# Web-Scraping from Xero for profile details

Here, we go through the [search result pages](https://www.xero.com/uk/advisors/find-advisors/?type=advisors&tag[]=xero:advisor-directory/industries-served/repairs-and-personal-services&orderBy=ADVISOR_RELEVANCE&sort=ASC&pageNumber=1) on Xero.com where our filter criteria is to select advisors from UK for 'Repair and Personal Services'. From the search results, we extract certain details (described below) into a pandas dataframe and also write into a csv file.


Example Profile URL:
https://www.xero.com/uk/advisors/accountant/mha-macintyre-hudson-db7b338a4f1d/

Required fields:
- Name (e.g. MHA MacIntyre Hudson)
- Type (e.g. Accountant)
- Address (e.g. 1 The Forum, Minerva Business Park, Lynchwood, Peterborough, England)
- About us text
- Website
- Phone number
- Facebook address (if available)
- Twitter address (if available)
- Linkedin address (if available)

_Through out the worksheet, I have commented some code lines to avoid the workbook from getting too long while viewing in github (due to huge html listings). These can be uncommented and run if needed._

In [1]:
# import necessary libraries

import pandas as pd
import requests
import numpy as np
from bs4 import BeautifulSoup
import re

### Exploration and Preparation

**Let's have a look at the search page html and see what we find.**

In [2]:
link = 'https://www.xero.com/uk/advisors/find-advisors/?type=advisors&tag[]=xero:advisor-directory/industries-served/repairs-and-personal-services&orderBy=ADVISOR_RELEVANCE&sort=ASC&pageNumber=1'

req = requests.get(link)
soup = BeautifulSoup(req.content)

In [3]:
# soup

In [4]:
#soup.find_all('div', class_ = "advisors-result-card-view-profile")

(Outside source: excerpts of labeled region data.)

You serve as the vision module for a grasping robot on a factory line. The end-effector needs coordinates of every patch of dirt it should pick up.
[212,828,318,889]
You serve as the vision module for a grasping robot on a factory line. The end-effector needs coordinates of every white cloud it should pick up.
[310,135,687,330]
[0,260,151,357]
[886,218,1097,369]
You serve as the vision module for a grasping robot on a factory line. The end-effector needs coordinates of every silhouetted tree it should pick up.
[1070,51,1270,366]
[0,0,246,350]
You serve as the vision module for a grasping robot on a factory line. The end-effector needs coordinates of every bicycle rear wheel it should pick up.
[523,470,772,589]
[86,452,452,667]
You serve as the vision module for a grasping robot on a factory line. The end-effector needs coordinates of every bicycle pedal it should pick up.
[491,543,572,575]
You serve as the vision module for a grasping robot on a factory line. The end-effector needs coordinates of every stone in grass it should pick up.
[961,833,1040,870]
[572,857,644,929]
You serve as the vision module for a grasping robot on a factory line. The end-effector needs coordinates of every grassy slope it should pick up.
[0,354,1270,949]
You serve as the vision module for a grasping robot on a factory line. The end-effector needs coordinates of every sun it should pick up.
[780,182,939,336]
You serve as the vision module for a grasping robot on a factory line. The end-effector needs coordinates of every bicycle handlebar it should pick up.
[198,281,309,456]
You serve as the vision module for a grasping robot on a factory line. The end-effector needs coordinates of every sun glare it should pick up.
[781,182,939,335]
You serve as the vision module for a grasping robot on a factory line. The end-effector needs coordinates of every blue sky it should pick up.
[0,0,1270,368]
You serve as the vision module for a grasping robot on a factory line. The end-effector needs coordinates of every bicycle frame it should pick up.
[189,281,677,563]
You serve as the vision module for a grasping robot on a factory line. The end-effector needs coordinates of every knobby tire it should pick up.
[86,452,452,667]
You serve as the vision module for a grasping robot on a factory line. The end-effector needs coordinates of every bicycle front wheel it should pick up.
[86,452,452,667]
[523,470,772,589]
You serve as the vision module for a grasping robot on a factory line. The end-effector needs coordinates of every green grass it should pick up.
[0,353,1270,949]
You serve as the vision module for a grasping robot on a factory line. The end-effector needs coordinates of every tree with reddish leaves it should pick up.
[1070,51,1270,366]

soup.find_all('a', class_ = re.compile('btn-primary-alt'))

[<a class="btn btn-primary-alt" href="https://www.xero.com/uk/advisors/Accountant/johnston-carmichael-11033f669adb/">View Profile</a>,
 <a class="btn btn-primary-alt" href="https://www.xero.com/uk/advisors/Accountant/pkf-francis-clark-af93f9b08c7f/">View Profile</a>,
 <a class="btn btn-primary-alt" href="https://www.xero.com/uk/advisors/Accountant/armstrong-watson-156b74095297/">View Profile</a>,
 <a class="btn btn-primary-alt" href="https://www.xero.com/uk/advisors/Accountant/armstrong-watson-northallerton-3bfd8b4ba1af/">View Profile</a>,
 <a class="btn btn-primary-alt" href="https://www.xero.com/uk/advisors/Accountant/tc-group-5a2406a09705/">View Profile</a>,
 <a class="btn btn-primary-alt" href="https://www.xero.com/uk/advisors/Accountant/mha-macintyre-hudson-db7b338a4f1d/">View Profile</a>,
 <a class="btn btn-primary-alt" href="https://www.xero.com/uk/advisors/Accountant/armstrong-watson-dcde9e76086a/">View Profile</a>,
 <a class="btn btn-primary-alt" href="https://www.xero.com/uk/

**Let's extract the profile links.**

In [5]:
profile_links = []
for text in soup.find_all('a', class_ = re.compile('btn-primary-alt')):
    profile_links.append(text.get('href'))
profile_links

['https://www.xero.com/uk/advisors/Accountant/johnston-carmichael-11033f669adb/',
 'https://www.xero.com/uk/advisors/Accountant/pkf-francis-clark-af93f9b08c7f/',
 'https://www.xero.com/uk/advisors/Accountant/armstrong-watson-156b74095297/',
 'https://www.xero.com/uk/advisors/Accountant/armstrong-watson-northallerton-3bfd8b4ba1af/',
 'https://www.xero.com/uk/advisors/Accountant/tc-group-5a2406a09705/',
 'https://www.xero.com/uk/advisors/Accountant/mha-macintyre-hudson-db7b338a4f1d/',
 'https://www.xero.com/uk/advisors/Accountant/armstrong-watson-dcde9e76086a/',
 'https://www.xero.com/uk/advisors/Accountant/bdo-llp-f9cfe0847a5c/',
 'https://www.xero.com/uk/advisors/Accountant/silver-levene-llp-54755ecbb05c/',
 'https://www.xero.com/uk/advisors/Accountant/kreston-reeves-llp-0dc0404b7c45/']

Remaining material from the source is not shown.